4
Introducing Mini-implants to Your Clinical Practice
Patient consent
It is important that you feel comfortable with both your proposed treatment plan and the favourable risk–benefit ratio for mini-implants during the consent process. It is also very helpful to use patient-friendly terms, and to help educate patients by using a fixed appliance typodont model with one or several mini-implants in situ, and possibly clinical photographs of the proposed treatment scenario. When you are starting to use mini-implants in your clinical practice, it may be worth pre-preparing an explanatory sentence or two which can ‘roll off your tongue’, such as: ‘we wish to move your teeth in this direction and need an anchor point to help achieve this. This little anchor, known as a mini-implant, may sound a bit daunting, but it is easily fitted by numbing just a small patch of your gum. It is even easier to remove later in your treatment, but this means that about one in ten anchors doesn’t achieve full stability and comes loose itself. This isn’t painful or harmful, but it is a nuisance since the mini-implant then needs to be replaced after a few months.’
It is important to document that the treatment details, mini-implant usage and potential problems have been fully discussed, including whether a mini-implant information sheet has been given to the patient (which is very useful as a routine step).

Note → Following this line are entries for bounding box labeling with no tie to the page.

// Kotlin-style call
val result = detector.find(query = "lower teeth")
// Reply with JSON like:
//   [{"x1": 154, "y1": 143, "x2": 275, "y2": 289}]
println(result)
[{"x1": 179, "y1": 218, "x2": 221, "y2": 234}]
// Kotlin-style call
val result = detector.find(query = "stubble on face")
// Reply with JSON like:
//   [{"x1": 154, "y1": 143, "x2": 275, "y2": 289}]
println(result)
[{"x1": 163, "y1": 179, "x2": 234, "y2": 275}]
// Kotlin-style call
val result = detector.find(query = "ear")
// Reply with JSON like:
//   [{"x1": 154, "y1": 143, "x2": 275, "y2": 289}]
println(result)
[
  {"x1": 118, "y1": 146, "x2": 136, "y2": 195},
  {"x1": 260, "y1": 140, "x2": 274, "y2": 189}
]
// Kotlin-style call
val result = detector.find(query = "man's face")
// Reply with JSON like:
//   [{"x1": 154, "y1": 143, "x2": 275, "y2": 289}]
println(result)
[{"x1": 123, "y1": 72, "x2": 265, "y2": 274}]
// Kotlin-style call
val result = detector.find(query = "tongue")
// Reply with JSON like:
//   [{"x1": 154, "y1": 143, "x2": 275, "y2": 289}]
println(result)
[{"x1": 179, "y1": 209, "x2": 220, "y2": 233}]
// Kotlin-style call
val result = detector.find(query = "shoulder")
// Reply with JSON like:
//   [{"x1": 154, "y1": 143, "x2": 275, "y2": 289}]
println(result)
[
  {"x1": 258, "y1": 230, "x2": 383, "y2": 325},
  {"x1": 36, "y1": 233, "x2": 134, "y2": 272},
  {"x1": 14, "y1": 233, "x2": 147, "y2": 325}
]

This does not necessarily require a separate mini-implant consent process and form, in the same way that several types of orthodontic appliances may be included within a single treatment plan description. Instead, this topic is included as an integral part of the overall treatment options, plan and consent process. In the same vein, where relevant it may be appropriate to charge private patients in terms of their whole treatment plan, rather than having a separate add-on fee for mini-implant anchorage. The exception to this may be if you are planning for a colleague to insert the mini-implant(s) on your behalf, in which case fees and liabilities will need to be pre-agreed by the involved clinicians.

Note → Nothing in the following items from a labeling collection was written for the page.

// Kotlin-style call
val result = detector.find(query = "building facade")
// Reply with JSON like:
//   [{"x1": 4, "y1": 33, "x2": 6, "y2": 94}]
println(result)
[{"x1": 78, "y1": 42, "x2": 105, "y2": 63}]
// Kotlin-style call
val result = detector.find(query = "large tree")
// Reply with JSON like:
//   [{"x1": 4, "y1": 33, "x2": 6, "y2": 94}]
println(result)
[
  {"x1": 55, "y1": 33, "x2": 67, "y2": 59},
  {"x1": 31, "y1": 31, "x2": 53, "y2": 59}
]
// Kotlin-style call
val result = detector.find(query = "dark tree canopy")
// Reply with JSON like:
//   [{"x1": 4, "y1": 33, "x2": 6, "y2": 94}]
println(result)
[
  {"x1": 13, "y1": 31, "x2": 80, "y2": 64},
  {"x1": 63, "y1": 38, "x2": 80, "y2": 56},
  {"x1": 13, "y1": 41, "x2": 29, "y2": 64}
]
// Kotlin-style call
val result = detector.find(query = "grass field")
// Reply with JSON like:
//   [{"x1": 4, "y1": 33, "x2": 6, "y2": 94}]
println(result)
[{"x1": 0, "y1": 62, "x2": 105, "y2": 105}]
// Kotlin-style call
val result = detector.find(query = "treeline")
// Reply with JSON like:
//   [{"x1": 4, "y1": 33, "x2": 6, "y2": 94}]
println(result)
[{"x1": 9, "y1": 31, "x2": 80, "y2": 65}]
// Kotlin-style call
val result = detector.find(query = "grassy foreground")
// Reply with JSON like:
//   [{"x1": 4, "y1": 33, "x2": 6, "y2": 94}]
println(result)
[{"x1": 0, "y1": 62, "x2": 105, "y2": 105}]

The main points to cover in written and verbal formats are listed below. It may not be appropriate to highlight all of these details to every patient, especially once you have experience and are able to discern those risks which are realistic or recurrent possibilities in your own clinical practice. A clinical audit of your caseload will provide valuable information and indicators of possible areas to focus on in this respect.1,2 This will also assist with clinical governance assurance. Such an audit is easy to conduct if you keep an up-to-date database of your mini-implant cases. A sample database spreadsheet, used for case compilation and audit, is shown in Table 4.1.